En hausse courant octobre, le baril ralentit légèrement début novembre, à la suite des déclarations américaines de puiser dans les réserves stratégiques du pays. Mais les cours repartent rapidement à la hausse, soutenus par la résurgence des tensions Bruxelles/ Moscou à la frontière ukrainienne.

Côté gaz, les prix ont atteint des sommets en octobre (66,04 €/MWh le 5 octobre) avant de se résorber légèrement, lorsque la Russie déclare augmenter ses exportations à destination de l’Europe. Cependant, les tensions liées à l’approvisionnement doublée de la crise migratoire en Biélorussie et de la suspension de la certification Nord Stream 2 sont venues tendre les cours à nouveau. Au 24 novembre, le Cal-22 affiche 56,68 €/MWh.

L’électricité garde le pied sur l’accélérateur

En octobre, tirés par les prix du gaz, les prix à terme de l’électricité évoluent à des niveaux jamais vus. Le Cal-22 a ainsi dépassé les 160 €/MWh dans les premiers jours du mois. Soit + 196 % depuis janvier 2021. Le 6 octobre, la Russie annonce une hausse de ses exportations de gaz : dans le sillage du gaz, l’électricité se détend. Après avoir atteint les 190 €/MWh en séance, le Cal-22 termine le mois à 116,35 €/MWh.

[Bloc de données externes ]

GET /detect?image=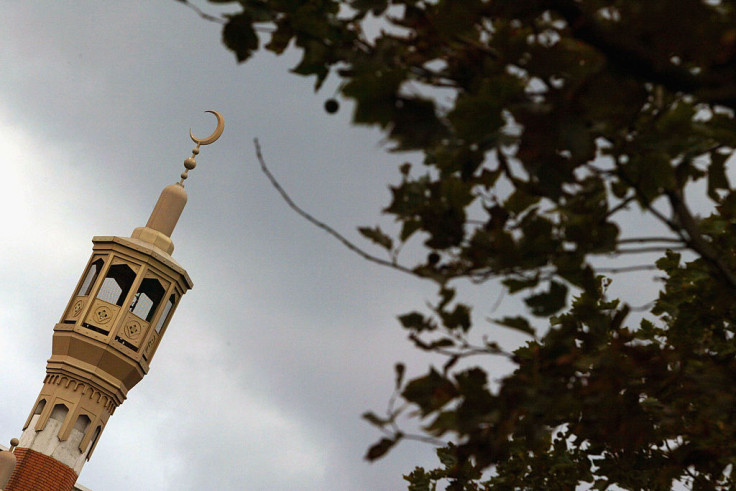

Novembre ne confirme pas cette tendance baissière, le Cal-22 grimpe de 112,37 €/MWh le 1er jour du mois à 138,80 le 16 novembre. Continuant à répercuter la flambée du gaz (et dans une moindre mesure les prix hauts du CO2), l’électricité se tend encore au report de la certification de Nord Stream 2 : le Cal-22 Elec affiche 156,57 €/MWh le 24 novembre. L’électricité subit aussi les nouvelles envolées records du CO2 qui a dépassé les 70 €/t sur plusieurs séances.


Synthèse et préconisation

Le guichet ARENH est passé et on attend désormais l’annonce du taux d’écrêtement d’un jour à l’autre. Avec le prix Cal-22 au-dessus des 160 €/MWh, le coût de l’écrêtement peut dépasser les 30 €/MWh.